Architects, engineers, planners, and economic development professionals are largely aware of the damage done—and money wasted—by non-integrated, poorly-engaged approaches, and have long called for more systemic community management. But they are unlikely to ever stop marking and protecting their territory; it’s basic hardwired animal behavior.

The good news is that there’s a nascent move underway within the project/program management profession to create tools and approaches that effectively integrate the renewal of our natural, built, and socioeconomic environments while effectively engaging all disciplines and stakeholders. But it’s too early to report on that.

Until then, community leaders are stuck with the seemingly insurmountable challenge of managing the full lifecycle of their natural, built, and socioeconomic assets: creation, maintenance/conservation, and renewal/reuse. To renew all three categories of assets/environments would add a major funding challenge to the already impossible-sounding job of "merely" managing them.

This brings us back to the opening paragraph: is there already a way to fund and manage the regeneration of a community or region in a way that integrates all three environments and engages all the stakeholders? The 6-year research project I recently completed indicates that the answer is a qualified "yes."

Moore good news: the three key rules to drive renewal decisions and policies have been documented; the three key processes for creating renewal solutions have been documented; and the ideal model for funding and organizing renewal activities has been documented. I said "qualified" because these core components of successful revitalization haven’t yet been incorporated into the software we use to plan and manage our communities.

Until such tools emerge, achieving rapid, resilient renewal will remain more difficult than it should be. But it’s still eminently doable, as proven by the communities that pioneered these rules, processes, and model without benefit of appropriate software.

ICMA members can’t wait for the software: many need to stimulate economic growth and enhanced quality of life now. But a fully integrated, engaged renewal program is far too complex and expensive to be accomplished, right? That fear of complexity—and lack of confidence in funding—has been hindering recovery efforts for too long.

More god news: there are successful models that should inspire immediate action, no matter what your current situation. There are communities that have:

* Shifted to basing their economic growth primarily on renewing what they already have (rewealth), rather than "greening" the old dewealth model (which is like trying to invent a healthier form of cancer, rather than curing it)
* Renewed their natural, built, and socioeconomic assets in an integrated manner
* Effectively engaged all (or most) of their stakeholders in that renewal
* Sustained this activity long enough to become nationally or even globally respected as a poster child of revitalization
* Accomplished all of this despite starting from a position of being broke, crime-ridden, heavily-polluted, and politically divided.

This article has no room for the stories or the details of their practices, so here’s a summary of the most important lessons to emerge from this research:

* Communities that achieve rapid, resilient renewal are those that focus primarily on restoring their natural, built, and socioeconomic assets in an integrated manner, while effectively engaging all stakeholders.
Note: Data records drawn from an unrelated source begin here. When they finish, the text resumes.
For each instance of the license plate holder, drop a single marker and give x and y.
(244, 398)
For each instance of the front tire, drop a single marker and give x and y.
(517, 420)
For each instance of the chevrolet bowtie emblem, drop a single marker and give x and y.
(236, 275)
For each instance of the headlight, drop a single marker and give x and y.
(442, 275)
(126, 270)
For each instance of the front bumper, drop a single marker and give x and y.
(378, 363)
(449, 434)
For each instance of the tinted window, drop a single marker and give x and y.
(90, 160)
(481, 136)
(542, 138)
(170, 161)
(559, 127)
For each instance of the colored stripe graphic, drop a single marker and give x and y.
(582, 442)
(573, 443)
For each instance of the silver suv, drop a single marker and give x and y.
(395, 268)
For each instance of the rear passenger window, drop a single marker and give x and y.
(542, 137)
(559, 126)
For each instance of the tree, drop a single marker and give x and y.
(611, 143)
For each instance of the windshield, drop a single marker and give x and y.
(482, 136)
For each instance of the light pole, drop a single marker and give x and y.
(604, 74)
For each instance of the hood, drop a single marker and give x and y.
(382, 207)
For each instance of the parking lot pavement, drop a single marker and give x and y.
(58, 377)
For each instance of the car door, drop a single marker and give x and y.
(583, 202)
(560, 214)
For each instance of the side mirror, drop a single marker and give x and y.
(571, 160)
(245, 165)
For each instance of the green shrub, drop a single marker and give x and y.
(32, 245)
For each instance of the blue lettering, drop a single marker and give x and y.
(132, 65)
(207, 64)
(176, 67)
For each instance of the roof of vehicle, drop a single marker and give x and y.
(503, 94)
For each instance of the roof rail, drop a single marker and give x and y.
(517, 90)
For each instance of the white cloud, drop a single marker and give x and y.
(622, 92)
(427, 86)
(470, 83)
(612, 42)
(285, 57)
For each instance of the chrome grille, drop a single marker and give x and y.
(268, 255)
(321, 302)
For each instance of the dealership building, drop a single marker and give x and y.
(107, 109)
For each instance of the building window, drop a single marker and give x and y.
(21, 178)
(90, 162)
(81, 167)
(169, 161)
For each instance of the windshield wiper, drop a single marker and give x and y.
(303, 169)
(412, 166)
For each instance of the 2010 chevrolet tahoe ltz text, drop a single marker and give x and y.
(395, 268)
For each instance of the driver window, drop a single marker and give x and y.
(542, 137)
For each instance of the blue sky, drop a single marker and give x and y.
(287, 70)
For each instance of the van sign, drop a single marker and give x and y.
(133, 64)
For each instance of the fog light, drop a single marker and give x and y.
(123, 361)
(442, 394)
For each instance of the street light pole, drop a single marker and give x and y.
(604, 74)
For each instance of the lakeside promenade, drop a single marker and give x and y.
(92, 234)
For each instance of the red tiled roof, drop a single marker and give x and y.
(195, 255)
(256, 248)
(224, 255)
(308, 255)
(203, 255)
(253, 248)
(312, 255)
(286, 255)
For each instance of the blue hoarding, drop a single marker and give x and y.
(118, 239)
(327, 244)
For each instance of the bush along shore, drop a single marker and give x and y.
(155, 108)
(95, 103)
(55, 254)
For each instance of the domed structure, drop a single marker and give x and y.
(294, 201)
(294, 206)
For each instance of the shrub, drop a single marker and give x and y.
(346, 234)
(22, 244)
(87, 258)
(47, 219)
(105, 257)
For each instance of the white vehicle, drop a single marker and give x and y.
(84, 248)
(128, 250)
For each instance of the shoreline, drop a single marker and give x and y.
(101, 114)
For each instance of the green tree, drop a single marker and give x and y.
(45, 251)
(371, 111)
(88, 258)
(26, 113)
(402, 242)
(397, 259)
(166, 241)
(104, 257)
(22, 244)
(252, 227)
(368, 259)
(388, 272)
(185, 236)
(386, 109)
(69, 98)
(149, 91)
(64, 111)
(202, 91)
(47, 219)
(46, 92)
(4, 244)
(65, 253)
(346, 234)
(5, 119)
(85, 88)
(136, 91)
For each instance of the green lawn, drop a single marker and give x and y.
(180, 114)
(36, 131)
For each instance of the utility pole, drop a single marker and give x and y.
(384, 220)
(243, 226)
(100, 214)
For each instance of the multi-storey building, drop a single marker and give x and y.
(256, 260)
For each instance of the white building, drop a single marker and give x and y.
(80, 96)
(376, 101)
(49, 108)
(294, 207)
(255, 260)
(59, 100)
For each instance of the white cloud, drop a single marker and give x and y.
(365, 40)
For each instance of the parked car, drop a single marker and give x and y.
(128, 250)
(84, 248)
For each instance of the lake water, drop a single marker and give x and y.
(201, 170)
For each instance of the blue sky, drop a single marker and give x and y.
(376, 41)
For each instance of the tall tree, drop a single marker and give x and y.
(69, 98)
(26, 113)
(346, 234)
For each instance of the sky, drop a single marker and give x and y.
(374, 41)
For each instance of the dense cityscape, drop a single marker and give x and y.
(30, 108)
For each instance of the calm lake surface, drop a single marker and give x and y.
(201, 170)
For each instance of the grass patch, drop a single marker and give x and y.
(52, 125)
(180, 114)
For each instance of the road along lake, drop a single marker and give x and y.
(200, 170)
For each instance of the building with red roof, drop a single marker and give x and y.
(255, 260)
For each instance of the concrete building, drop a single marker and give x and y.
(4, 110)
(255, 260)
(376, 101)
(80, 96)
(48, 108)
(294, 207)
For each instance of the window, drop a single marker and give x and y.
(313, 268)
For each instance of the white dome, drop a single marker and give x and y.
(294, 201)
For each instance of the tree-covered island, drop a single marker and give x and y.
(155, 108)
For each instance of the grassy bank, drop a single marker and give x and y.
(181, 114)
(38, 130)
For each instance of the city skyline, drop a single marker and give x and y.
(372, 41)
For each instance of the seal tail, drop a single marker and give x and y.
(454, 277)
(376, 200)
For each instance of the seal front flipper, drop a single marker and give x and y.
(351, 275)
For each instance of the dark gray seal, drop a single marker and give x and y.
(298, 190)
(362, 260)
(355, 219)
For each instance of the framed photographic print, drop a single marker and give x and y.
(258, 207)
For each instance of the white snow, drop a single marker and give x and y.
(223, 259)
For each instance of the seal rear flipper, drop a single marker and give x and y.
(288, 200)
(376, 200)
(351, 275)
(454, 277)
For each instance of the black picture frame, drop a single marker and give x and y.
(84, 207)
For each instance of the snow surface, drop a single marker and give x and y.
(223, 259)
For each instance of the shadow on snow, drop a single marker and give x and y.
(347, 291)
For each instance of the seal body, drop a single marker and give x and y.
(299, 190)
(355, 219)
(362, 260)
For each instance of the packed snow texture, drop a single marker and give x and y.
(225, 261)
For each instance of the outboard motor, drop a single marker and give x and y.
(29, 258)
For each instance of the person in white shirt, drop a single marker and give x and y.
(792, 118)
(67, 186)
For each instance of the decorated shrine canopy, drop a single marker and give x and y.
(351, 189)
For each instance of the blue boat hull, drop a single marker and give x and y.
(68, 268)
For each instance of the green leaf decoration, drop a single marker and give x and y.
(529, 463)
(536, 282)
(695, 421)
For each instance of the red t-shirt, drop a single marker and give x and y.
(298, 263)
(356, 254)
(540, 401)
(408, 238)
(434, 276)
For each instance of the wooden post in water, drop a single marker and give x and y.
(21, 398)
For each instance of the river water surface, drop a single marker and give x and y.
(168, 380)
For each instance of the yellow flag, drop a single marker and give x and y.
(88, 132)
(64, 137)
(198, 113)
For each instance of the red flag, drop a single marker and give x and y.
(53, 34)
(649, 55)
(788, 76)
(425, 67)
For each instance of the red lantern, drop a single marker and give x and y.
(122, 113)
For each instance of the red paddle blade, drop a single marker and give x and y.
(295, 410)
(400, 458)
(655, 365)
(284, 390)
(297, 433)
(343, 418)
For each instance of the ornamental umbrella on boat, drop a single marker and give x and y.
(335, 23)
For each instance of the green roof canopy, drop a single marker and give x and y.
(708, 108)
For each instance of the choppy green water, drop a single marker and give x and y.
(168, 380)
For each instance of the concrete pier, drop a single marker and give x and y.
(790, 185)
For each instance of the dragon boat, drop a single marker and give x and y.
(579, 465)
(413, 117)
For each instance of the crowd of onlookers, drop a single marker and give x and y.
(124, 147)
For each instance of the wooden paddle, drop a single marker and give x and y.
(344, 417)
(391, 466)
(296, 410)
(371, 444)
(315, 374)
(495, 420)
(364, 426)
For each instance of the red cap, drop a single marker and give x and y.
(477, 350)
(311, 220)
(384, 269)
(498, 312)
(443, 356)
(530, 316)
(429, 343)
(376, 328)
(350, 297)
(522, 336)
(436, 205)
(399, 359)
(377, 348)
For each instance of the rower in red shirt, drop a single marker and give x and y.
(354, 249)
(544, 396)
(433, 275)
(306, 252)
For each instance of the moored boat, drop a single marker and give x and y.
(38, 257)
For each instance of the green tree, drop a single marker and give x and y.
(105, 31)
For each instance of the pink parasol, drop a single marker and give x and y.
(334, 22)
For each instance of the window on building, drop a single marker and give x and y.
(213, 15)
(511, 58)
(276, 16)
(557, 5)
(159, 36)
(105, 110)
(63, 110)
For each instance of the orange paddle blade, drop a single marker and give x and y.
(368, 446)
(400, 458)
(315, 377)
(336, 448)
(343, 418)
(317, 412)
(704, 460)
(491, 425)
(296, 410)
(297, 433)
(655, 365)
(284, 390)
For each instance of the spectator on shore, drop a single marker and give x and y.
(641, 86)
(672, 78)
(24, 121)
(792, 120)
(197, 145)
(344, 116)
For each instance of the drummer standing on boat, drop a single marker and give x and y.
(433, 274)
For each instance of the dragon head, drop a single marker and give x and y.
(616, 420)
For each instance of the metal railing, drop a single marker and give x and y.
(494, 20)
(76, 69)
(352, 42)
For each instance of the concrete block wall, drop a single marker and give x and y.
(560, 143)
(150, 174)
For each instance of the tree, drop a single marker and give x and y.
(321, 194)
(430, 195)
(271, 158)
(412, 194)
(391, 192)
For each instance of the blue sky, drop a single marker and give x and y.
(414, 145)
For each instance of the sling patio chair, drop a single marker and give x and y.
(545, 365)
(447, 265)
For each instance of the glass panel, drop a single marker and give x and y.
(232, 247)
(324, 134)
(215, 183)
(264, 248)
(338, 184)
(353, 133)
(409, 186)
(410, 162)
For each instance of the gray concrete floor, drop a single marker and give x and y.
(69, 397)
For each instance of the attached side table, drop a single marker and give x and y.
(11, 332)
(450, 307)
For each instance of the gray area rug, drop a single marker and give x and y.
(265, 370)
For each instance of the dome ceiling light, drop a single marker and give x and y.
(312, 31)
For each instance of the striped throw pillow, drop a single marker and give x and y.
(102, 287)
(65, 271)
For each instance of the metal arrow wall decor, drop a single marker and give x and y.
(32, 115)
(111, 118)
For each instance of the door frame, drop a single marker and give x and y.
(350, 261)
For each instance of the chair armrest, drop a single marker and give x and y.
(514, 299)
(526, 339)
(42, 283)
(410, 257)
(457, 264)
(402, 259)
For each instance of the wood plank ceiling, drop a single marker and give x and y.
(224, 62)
In other words, their decisions are driven by three "renewal rules": rewealth, integration, and engagement.
* These communities applied three "renewal processes": visioning, culturing, and partnering. ["Culturing" imbeds the renewal rules in policies and regulations to create a "renewal culture" that attracts and nurtures reinvestment.] These three processes create solutions such as policies, plans, and projects.
* These communities created a "renewal engine": a permanent, nonprofit, public-private organization to house and perpetuate those three renewal processes.

Applying any of those rules and processes individually will usually improve a situation: only by applying them all simultaneously does the magic happen. And only by protecting them within the right organizational model will that magic continue. I refer to this entire solution—rules, processes, and model—as "the resolution."